Given the increased demand for romaine lettuce in Barbados, the Ministry of Agriculture, Food, Fisheries and Water Resource Management has embarked on a mission to increase local production of the commodity, with the aim of reducing its importation and, ultimately, the high food import bill.
This is according to Senior Agricultural Assistant, Owen Gamble who was speaking at a recent Field Day to educate farmers on Romaine lettuce. It was held Tuesday, at the CARDI facility located on the Ministry’s Graeme Hall, Christ Church compound.
Mr. Gamble revealed that while the cultivation of the local green loose-leafed lettuce remained high, “substantial quantities” of the romaine and iceberg varieties were being imported. In fact, he cited data from the 2011 food import bill, which showed that lettuce was the fifth most imported vegetable, with over 287,000 kilogrammes brought in at a cost of more than Bds$680,000.
This, Mr.
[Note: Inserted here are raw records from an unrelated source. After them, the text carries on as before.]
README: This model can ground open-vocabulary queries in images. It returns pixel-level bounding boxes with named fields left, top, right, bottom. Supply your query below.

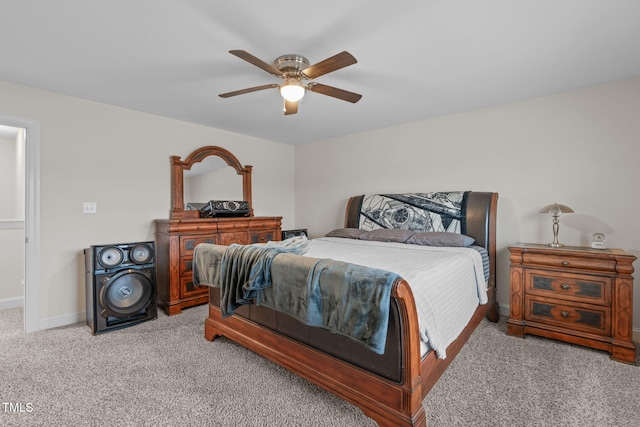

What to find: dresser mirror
left=171, top=146, right=253, bottom=218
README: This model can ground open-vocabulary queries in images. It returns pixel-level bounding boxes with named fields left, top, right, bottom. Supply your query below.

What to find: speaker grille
left=100, top=269, right=153, bottom=317
left=98, top=246, right=124, bottom=268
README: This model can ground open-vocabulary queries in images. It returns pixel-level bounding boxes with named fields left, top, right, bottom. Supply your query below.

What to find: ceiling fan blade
left=284, top=99, right=298, bottom=116
left=218, top=83, right=278, bottom=98
left=229, top=50, right=284, bottom=77
left=307, top=83, right=362, bottom=104
left=302, top=51, right=358, bottom=79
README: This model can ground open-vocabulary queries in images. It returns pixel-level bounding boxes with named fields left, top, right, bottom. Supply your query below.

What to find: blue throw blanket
left=220, top=238, right=308, bottom=317
left=193, top=239, right=399, bottom=354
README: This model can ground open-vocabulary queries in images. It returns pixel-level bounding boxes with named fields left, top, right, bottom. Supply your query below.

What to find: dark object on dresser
left=507, top=243, right=636, bottom=363
left=282, top=228, right=309, bottom=240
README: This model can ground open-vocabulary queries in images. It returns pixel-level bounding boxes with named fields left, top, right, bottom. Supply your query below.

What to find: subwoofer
left=84, top=242, right=158, bottom=335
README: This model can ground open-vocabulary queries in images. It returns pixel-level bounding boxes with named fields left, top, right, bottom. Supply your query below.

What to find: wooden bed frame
left=205, top=192, right=498, bottom=427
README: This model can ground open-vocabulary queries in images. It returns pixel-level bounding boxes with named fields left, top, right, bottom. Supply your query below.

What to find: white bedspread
left=305, top=237, right=487, bottom=359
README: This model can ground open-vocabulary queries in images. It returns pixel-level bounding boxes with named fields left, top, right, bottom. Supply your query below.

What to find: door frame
left=0, top=115, right=41, bottom=332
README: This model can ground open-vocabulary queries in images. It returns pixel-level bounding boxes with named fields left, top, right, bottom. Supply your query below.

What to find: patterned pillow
left=325, top=228, right=366, bottom=239
left=360, top=228, right=416, bottom=243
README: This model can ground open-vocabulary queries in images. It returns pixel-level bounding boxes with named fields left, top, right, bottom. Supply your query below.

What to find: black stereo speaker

Gamble said, has led to the Ministry’s classification of lettuce as a “priority crop” for import substitution. It is against this background, he said, coupled with the commodity’s market potential, that officials were researching romaine cultivars to determine the varieties best suited for Barbados in terms of adaptability to our climate, quality, yields, cost of production, marketability and susceptibility to diseases.
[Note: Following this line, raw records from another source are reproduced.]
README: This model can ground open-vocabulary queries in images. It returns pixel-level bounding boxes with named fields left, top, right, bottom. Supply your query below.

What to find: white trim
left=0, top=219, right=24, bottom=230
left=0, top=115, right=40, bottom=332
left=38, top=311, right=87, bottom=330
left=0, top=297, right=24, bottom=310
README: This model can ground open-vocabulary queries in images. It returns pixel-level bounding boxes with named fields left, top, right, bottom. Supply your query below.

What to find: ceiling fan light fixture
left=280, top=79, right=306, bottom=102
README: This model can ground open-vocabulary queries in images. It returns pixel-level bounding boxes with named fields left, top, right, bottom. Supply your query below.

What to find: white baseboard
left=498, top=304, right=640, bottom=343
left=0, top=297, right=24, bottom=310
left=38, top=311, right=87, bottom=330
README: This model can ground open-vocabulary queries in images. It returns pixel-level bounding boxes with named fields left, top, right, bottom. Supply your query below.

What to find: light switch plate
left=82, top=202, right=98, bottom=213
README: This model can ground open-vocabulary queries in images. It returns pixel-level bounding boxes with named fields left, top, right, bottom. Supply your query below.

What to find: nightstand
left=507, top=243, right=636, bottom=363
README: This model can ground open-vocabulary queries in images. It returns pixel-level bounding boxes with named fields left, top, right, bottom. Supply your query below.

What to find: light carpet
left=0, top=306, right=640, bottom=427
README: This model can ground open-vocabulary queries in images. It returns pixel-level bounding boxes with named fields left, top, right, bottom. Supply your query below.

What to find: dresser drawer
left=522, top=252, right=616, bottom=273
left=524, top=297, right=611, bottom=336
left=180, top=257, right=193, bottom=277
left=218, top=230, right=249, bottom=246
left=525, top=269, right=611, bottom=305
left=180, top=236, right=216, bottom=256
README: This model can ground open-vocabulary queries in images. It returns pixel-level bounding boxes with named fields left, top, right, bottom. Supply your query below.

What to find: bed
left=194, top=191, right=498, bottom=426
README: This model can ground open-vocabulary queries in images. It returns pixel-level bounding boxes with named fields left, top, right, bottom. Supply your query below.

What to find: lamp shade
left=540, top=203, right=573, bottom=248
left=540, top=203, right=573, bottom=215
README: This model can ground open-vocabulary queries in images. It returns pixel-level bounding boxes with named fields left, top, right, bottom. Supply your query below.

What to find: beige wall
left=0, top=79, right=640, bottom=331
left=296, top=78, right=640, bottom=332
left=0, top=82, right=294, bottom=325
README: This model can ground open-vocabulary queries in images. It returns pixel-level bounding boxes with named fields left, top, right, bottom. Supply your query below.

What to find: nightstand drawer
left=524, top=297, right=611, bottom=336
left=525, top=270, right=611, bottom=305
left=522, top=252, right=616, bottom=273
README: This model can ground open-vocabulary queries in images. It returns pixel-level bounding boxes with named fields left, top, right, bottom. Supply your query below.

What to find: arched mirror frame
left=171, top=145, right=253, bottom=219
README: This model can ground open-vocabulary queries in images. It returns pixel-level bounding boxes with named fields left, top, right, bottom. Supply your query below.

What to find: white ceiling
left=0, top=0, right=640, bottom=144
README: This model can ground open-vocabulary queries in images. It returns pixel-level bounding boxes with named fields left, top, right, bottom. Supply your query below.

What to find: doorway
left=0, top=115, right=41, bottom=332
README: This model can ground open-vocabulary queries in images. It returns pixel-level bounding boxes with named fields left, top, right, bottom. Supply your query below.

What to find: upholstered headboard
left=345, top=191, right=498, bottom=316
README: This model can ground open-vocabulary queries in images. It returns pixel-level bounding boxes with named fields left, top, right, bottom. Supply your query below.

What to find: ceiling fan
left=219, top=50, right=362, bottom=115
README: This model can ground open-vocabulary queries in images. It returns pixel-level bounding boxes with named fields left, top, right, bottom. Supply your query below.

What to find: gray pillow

The Senior Agricultural Assistant stated that to date, the Ministry had selected four varieties for use in trial plots and these were growing well. More trials, he added, were slated for the future.
Mr. Gamble noted it was important that farmers be educated about the cultivation of lettuce, if they were to be encouraged to take on this pursuit. He explained that in order to have a successful crop, they needed to be knowledgeable about the cultivars’ heat tolerance; vulnerability to tip burn, a calcium deficiency which manifests as a browning of the tips of the leaves of a plant; and bolting, a condition in which the stressed plant flowers before maturity, among other things.